In the case of Mass Effect I would definitely agree. Acting like Mass Effect is the industries best example of writing is just a fallacy, so we should quit trying to turn that series into something it's not. It's a cool world, with cool characters, but the ideas are what people are drawn to, the writing's never been spectacular, and I think they'd have to change a lot of things about the structure of their entire game in order to fix that.

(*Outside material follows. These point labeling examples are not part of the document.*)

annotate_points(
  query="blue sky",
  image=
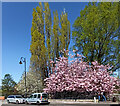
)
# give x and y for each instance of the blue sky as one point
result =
(16, 31)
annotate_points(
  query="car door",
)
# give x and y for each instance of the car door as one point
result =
(35, 98)
(14, 99)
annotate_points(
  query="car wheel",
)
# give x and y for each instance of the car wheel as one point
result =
(17, 102)
(26, 102)
(8, 101)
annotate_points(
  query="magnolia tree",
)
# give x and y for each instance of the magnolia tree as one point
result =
(78, 76)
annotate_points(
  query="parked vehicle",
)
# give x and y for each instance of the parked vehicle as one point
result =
(15, 99)
(37, 98)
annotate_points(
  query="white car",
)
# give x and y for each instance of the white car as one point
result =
(37, 98)
(15, 99)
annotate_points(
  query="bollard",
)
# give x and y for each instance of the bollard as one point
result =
(2, 97)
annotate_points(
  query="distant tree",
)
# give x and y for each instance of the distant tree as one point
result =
(8, 85)
(97, 33)
(34, 83)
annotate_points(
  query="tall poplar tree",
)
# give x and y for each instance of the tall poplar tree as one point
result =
(48, 23)
(65, 31)
(97, 33)
(37, 47)
(55, 36)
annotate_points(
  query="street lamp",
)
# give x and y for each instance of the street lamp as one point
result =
(22, 59)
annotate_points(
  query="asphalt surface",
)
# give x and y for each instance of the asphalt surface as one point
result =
(62, 104)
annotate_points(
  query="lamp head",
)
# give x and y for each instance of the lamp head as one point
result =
(20, 62)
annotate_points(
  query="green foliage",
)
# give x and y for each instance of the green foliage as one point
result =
(46, 42)
(8, 85)
(97, 33)
(65, 32)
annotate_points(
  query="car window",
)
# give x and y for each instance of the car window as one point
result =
(12, 97)
(35, 96)
(31, 96)
(44, 95)
(18, 96)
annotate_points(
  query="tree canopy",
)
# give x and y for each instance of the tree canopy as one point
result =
(80, 77)
(97, 33)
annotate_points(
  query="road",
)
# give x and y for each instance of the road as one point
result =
(63, 105)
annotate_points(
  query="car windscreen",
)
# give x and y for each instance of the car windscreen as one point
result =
(19, 97)
(44, 95)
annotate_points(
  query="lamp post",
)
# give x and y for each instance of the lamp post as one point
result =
(22, 59)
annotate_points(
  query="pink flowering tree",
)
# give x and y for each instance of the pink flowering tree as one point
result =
(79, 77)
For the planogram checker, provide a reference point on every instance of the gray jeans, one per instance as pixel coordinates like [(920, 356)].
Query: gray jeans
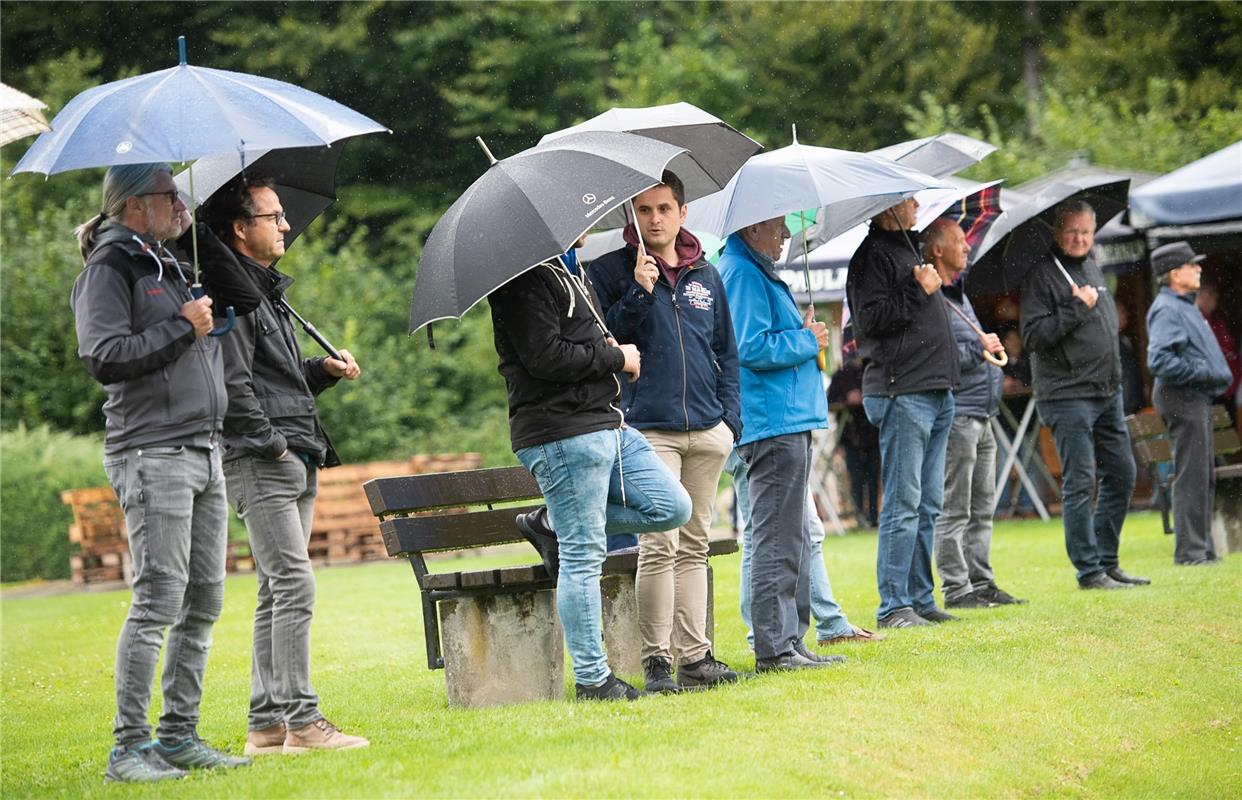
[(178, 523), (276, 501), (964, 528)]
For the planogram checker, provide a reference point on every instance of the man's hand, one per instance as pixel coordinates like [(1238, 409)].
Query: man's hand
[(199, 313), (928, 277), (345, 368), (1088, 295), (646, 272)]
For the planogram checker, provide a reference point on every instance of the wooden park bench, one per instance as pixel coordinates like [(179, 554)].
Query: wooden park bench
[(1153, 447), (494, 631)]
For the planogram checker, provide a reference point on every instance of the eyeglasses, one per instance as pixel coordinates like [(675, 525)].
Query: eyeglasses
[(172, 194), (277, 216)]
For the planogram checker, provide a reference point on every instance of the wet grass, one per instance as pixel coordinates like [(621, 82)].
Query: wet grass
[(1097, 695)]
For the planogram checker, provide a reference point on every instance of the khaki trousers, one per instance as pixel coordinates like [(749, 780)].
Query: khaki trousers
[(672, 565)]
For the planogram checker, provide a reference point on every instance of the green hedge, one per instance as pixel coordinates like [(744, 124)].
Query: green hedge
[(35, 467)]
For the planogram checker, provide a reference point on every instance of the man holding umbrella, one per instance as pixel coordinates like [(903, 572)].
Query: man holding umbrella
[(1069, 328), (273, 445), (144, 337)]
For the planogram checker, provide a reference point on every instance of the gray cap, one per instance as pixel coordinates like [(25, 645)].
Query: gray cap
[(1168, 257)]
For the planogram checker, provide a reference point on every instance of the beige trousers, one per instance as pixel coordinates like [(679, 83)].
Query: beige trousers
[(672, 565)]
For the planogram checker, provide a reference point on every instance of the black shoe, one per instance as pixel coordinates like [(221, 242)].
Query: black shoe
[(657, 676), (935, 616), (970, 600), (707, 671), (902, 618), (611, 688), (1122, 577), (999, 596), (800, 649), (1101, 580), (542, 538)]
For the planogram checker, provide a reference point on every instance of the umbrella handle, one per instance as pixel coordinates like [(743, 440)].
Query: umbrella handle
[(230, 316)]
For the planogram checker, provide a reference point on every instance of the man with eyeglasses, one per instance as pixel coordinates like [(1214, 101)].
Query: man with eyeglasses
[(273, 446), (144, 337)]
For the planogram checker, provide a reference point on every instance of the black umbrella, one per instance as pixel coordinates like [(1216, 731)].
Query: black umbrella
[(525, 210), (1024, 234)]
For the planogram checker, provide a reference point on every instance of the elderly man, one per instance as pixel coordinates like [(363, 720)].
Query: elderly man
[(671, 304), (906, 339), (1069, 329), (964, 529), (144, 337), (1190, 370), (273, 445), (781, 403)]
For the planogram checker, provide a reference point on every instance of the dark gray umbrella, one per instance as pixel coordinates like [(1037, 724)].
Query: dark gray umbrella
[(525, 210), (1024, 234)]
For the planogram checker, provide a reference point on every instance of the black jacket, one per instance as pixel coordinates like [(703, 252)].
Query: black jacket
[(689, 377), (1073, 349), (903, 333), (559, 369), (271, 388)]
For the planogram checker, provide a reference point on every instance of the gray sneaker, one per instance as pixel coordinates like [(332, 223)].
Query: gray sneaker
[(707, 671), (194, 753), (139, 764)]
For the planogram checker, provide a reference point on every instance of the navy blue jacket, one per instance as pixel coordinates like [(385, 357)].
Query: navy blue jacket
[(689, 358), (1181, 348)]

Also anyone who thinks video games have a worse track record than other mediums should turn their tv to a random channel, pick a random movie on Netflix, or go to the comic book store, and then try to tell me that's the case. Even if we take the absolute best that movies have to offer, comparing their writing to games is like apples to oranges. The things the writing is trying to accomplish are different in different mediums. When using dialogue in games you're not just trying to have an entertaining exchange between two characters (and when this is all the writer is trying to accomplish this is usually an example of bad video game writing, because they are not playing to the medium's strengths), an example of good video game writing involves so much more, like making the player feel like they have agency in the narrative, or feeding the player information about actually playing the game or interacting with the world. Maybe this looks like worse writing when looking at it from the outside, but games aren't meant to be looked at, they are meant to be played. It's this inherent difference between video games and other mediums that makes comparisons like these so asinine. We're stifling the evolution of video games by saying that movies are better, because they aren't even trying to do the same thing, so drawing comparisons can only lead to games trying to fix problems that don't exist, and side track them down a path that the medium shouldn't even be trying to follow.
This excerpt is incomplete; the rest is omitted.